Il giorno più triste

di Ivano Maiorella

E’ passato un altro giorno triste, quello di un’altra strage di bambini a Gaza. Sette o forse nove, in un parco giochi nel campo profughi di Shati, a nord di Gaza. E la diplomazia è in stallo. Sembra di rivivere quel tragico 28 luglio di cento anni fa, lo scoppio della prima Guerra mondiale, 70 milioni di morti in quattro anni di conflitto.

28 luglio, un giorno triste. Tutto passa in second’ordine di fronte a quello che sta succedendo in Medio Oriente. L’Europa zitta, gli Usa hanno balbettato qualcosa e subito dopo hanno fatto marcia indietro, l’Egitto fermo, Qatar e Turchia guardinghi. I morti sono diventati mille, il rapporto con il numero di bambini uccisi non ha pari, uno su quattro.

28 luglio, pesano tristezza e guerra. Più delle idiozie razziste del futuro presidente della Federcalcio, terza industria del Paese (e anche qui colpisce il silenzio del vertice, del capo dello sport italiano). Più dei numeri della crisi e della difesa strenua del lavoro da parte degli operai della raffineria di Gela. Più delle notizie di profughi in fuga da Siria e Libia. Più di tutto pesa il lutto e l’impotenza. E il silenzio di chi dovrebbe fare qualcosa e non fa.

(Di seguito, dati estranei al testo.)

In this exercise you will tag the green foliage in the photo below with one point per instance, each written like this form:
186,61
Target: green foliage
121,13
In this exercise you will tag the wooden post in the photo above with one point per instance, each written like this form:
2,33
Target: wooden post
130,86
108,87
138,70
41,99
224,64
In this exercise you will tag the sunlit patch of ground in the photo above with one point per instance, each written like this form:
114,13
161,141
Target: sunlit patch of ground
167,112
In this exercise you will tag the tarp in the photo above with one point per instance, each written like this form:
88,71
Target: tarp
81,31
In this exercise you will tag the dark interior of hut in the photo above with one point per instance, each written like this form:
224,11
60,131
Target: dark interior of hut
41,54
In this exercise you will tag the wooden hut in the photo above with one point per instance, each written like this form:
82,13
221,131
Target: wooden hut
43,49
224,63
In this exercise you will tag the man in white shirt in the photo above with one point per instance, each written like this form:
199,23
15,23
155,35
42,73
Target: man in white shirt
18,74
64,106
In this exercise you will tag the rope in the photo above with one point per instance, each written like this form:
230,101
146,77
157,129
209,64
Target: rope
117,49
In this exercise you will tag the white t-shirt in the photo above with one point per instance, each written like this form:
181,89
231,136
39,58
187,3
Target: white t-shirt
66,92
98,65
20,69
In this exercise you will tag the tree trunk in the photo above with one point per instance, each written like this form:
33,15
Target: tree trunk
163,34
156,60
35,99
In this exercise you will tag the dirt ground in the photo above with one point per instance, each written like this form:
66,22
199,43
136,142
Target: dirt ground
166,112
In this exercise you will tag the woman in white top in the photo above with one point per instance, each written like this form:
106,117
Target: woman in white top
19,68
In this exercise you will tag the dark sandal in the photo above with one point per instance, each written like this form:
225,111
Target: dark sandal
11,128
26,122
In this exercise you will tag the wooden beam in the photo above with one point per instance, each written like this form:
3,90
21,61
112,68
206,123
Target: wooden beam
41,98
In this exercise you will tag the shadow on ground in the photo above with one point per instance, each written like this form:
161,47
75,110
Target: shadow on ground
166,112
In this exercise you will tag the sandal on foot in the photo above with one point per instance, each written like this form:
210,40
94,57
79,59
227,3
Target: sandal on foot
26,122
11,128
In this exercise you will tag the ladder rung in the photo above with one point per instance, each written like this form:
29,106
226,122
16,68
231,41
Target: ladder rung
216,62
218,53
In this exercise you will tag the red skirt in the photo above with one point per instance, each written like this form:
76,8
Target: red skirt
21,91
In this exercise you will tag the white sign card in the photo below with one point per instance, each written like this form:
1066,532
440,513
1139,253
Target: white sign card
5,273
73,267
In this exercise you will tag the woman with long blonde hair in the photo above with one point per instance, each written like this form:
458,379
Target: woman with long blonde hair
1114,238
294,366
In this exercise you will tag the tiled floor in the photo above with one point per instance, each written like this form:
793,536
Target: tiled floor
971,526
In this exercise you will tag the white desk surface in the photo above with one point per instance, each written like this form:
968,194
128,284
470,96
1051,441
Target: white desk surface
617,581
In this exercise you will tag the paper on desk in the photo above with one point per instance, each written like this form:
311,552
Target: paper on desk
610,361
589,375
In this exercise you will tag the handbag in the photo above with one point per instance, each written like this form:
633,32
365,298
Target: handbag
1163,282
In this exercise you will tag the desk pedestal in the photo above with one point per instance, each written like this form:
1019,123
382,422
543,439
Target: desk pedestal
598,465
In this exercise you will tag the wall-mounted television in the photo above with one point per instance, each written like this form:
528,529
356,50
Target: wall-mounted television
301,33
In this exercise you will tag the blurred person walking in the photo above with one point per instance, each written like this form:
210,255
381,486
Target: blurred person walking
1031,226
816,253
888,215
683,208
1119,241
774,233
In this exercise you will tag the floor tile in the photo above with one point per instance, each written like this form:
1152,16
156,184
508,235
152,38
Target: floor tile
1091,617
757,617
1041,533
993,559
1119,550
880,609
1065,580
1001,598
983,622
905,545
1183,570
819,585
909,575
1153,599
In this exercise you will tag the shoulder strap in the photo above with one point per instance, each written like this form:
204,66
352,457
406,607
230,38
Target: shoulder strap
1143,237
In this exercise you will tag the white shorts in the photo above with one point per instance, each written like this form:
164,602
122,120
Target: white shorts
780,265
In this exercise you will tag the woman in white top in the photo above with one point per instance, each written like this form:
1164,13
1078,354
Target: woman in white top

Il segretario generale delle Nazioni Unite Ban Ki-moon è tornato a chiedere un cessate il fuoco immediato dopo che nella notte il Consiglio di sicurezza dell’Onu ha adottato una dichiarazione unanime per uno stop alle armi a Gaza. Senza condizioni.

Per Netanyahu la risoluzione del Consiglio di sicurezza dell’Onu della notte scorsa ”non tiene conto della sicurezza di Israele”. E la strage prosegue.